Single by Embrace

from the album Out of Nothing
- B-side: "Enough"; "Maybe I Wish"; "Flaming Red Hair"; "How Come" (live);
- Released: 15 November 2004
- Recorded: Olympic (London, England)
- Length: 4:22
- Label: Independiente
- Songwriters: Danny McNamara, Richard McNamara
- Producers: Youth, Embrace

Embrace singles chronology
| "Gravity" (2004) | "Ashes" (2004) | "Looking As You Are" (2005) |

= Ashes (Embrace song) =

2004 single by Embrace

"Ashes" is the second single from English rock band Embrace's fourth studio album, Out of Nothing.

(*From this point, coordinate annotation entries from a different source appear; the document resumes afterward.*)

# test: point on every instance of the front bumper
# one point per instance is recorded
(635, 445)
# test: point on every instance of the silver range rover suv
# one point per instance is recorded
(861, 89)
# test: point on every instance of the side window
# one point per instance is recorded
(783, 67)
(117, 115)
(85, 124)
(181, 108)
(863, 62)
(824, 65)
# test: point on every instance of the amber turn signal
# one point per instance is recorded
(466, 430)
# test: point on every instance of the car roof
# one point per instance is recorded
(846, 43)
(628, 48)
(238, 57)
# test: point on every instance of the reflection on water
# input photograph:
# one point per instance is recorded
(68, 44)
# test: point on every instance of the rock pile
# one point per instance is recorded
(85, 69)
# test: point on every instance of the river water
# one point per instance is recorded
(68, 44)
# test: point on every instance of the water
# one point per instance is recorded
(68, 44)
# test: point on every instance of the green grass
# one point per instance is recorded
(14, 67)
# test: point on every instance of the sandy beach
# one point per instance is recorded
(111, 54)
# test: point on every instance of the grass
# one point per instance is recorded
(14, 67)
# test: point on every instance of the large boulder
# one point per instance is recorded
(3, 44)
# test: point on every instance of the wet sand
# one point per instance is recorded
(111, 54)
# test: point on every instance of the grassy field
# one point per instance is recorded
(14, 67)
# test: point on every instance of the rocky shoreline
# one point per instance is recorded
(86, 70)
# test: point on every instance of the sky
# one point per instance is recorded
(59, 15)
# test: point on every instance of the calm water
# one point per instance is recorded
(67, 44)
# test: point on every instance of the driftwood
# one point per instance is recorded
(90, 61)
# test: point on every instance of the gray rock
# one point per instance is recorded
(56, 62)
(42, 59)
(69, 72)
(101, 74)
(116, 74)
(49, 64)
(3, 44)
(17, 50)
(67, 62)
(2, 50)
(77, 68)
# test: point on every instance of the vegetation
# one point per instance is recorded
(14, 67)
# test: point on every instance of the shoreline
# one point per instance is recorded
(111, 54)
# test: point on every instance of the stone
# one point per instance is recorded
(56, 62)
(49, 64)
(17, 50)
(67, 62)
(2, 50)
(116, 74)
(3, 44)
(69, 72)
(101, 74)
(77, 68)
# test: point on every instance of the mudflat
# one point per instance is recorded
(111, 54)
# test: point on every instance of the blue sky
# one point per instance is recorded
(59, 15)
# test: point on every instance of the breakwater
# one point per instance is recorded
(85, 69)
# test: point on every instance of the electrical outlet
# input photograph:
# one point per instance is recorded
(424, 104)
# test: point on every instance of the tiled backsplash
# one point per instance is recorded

This release was publicised by a fan campaign called G.A.T.N.O (Get Ashes to Number One). The song reached number 11. "Ashes" was released to American radio on 1 March 2005. The B-side, "Flaming Red Hair", started life as a cover version of Michael Jackson's "Thriller". Another B-side, "How Come", is a cover of the D12 song of the same name and was originally performed on Jo Whiley's BBC Radio 1 show.

==Track listings==
7-inch
1. "Ashes"
2. "Enough"

CD1
1. "Ashes" – 4:23
2. "Maybe I Wish" – 5:25

CD2
1. "Ashes"
2. "Flaming Red Hair"
3. "How Come" (live)
4. "Ashes" (video)

==Certifications==

| Region | Certification | Certified units/sales |
| United Kingdom (BPI) | Silver | 200,000^{‡} |
^{‡} Sales+streaming figures based on certification alone.

==In popular culture==
On 14 August 2014, Reading F.C. fans chose "Ashes" as their official club anthem.

"Ashes" can be heard in the film Kingsman: The Golden Circle (2017), where it is implied that Embrace are headlining the Pyramid stage at Glastonbury Festival.

The song was included on the soundtrack of the 2005 video game FIFA 06.

The instrumental version of the song was used for the Goal of the Month segment in BBC's Match of the Day during the 2004–05 season.

"Ashes" was used as the walkout song of Salford RLFC, the phoenix club of the original Salford Red Devils who were liquidated in 2025, for their first game against Oldham on 16 January 2026.